The head of Dyal Capital Partners, Michael Rees, commented on the Vista Equity deal in the official press release by stating, “Given the unique platform that Vista offers and the strength of the management team, we believe that the partnership between our businesses provides tremendous opportunities to both Dyal and Vista”.


Vista’s Future Vision


The private equity firm currently has around $14 billion worth of assets in its portfolio. It has been the most aggressive in the field of computer software development. In the past 24 months, it has made a number of high-profile buyouts.
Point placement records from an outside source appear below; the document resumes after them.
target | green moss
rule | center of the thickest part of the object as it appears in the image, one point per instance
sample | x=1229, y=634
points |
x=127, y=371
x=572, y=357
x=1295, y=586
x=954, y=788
The most notable deal was the $4 billion purchase of Tibco Software.


Furthermore, last month the firm made its latest acquisitions of majority stakes in both Mediaocean, the software supplier to advertising agencies, and Pearson’s PowerSchool business, the student information provider.


The founder, chairman and CEO of the private equity firm, Robert F. Smith, said in the official press release, “Dyal and its parent, Neuberger Berman, will be great strategic partners for Vista, as we continue to take advantage of the growing investment opportunities in the software, data and technology-enabled services sectors.” Mr Smith went on to state, “Vista remains committed to the same proven investment and operational formula that has made us successful”.


It is likely the company will use much of the capital to invest in its existing funds, as well as to provide funding for future purchases. The firm is typically committed to finding long-term investments to provide value for its investors. As the firm has been so active in recent months, it is likely it’ll continue to look for new acquisitions, as the technology sector remains lucrative.